税理士 深代勝美 掲載日:2013年11月30日
海外財産の相続税の評価は
  税理士 深代勝美

1.最近の相続税調査による「海外資産の計上漏れ」

2011事業年度の相続税調査で、申告漏れ財産で最も多かったのは現金・預貯金等1426億円で、続いて有価証券631億円、土地630億円、家屋76億円でした。
また、海外資産関連の相続調査件数は741件で、年々増えています。国税庁は海外資産を「積極的に調査を実施する」としています。

2.海外財産について相続税がかかる場合

次に該当する場合には、海外にある財産についても相続税が課税されます。

  1. 相続人の住所が日本国内にある場合(無制限納税義務者)
  2. 相続人(日本国籍)の住所が日本にない場合であっても、被相続人の住所が日本にある場合

要するに、相続人(日本国籍)の住所が日本にない場合には、被相続人または相続人のどちらかが相続前5年以内に日本国内に住所がある場合(非居住無制限納税義務者)です。
また、相続人の住所が日本にない場合(上記2に該当する人を除く)には、海外にある財産については、日本の相続税は課税されません。

3.海外財産の評価について

海外の土地建物については、現在、日本と同じような路線価や固定資産税評価額はありませんので、日本国内の財産と同様な評価はできません。そこで、海外不動産の評価においては、財産評価基本通達5−2のなお書きを適用し、「財産評価基本通達に定める評価方法によって評価することができない場合には、同通達に定める方法に準じて、又は売買実例価額、精通者意見価格等を参酌して評価する」こととなります。

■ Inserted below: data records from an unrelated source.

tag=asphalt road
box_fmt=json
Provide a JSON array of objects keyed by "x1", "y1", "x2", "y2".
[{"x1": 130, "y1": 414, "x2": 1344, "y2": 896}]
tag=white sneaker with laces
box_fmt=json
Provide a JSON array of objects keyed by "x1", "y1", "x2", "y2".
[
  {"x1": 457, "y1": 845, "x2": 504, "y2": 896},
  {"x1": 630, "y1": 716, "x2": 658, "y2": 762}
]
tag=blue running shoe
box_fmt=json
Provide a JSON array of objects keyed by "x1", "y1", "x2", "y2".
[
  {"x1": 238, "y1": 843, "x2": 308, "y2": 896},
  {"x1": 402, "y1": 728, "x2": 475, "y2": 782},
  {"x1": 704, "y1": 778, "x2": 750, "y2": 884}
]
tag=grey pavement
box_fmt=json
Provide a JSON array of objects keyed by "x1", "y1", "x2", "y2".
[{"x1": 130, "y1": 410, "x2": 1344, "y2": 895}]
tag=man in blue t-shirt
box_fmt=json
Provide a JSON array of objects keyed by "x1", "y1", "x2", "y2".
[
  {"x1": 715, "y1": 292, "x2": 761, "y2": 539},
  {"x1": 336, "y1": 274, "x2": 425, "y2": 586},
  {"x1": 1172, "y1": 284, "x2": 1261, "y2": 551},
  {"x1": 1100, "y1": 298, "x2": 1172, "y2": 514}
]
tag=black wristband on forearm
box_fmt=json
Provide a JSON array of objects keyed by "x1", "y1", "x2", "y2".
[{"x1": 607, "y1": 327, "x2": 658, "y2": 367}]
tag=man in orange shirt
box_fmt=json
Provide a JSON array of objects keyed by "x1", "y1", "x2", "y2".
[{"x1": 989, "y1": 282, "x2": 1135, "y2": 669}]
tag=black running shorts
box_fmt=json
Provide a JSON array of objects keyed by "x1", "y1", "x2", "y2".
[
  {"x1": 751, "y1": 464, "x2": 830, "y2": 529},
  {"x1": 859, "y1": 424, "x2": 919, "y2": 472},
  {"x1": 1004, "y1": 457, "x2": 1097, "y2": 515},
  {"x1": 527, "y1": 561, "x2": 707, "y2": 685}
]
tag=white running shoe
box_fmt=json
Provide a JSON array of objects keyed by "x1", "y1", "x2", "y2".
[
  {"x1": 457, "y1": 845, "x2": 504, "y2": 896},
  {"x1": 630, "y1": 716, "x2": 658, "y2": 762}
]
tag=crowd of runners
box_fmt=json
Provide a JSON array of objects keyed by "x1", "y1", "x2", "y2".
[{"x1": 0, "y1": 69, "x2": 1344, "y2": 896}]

ここでいう売買実例価額については、ほとんどの国において不動産の取引に係る不動産業者等が存在しており、また、インターネットの普及により不動産の取引データが公開されている国が多いことから、売買実例価額の把握は難しくはないものの、対象不動産そのものの評価については個別性があり、単に売買実例価額で評価することは難しいことから、専門家である海外の地元精通者意見価格等を参酌するしかないのが実情です。

具体的にいくつか挙げてみます。

  1. アメリカ・イギリス
    不動産鑑定士に依頼して時価評価でき、また、不動産業者にも依頼して査定書も作成してもらえます。
  2. 中国
    不動産鑑定制度があることから、基本は土地評価師の協会に依頼して、不動産鑑定評価書を発行してもらうことができます。また、インターネットの不動産情報が検索できるので不動産取引ブローカーに査定してもらうことも可能です。
  3. 韓国
    原則、土地は地価公示による個別公示地価により評価します。建物は、標準建物比準方式によります。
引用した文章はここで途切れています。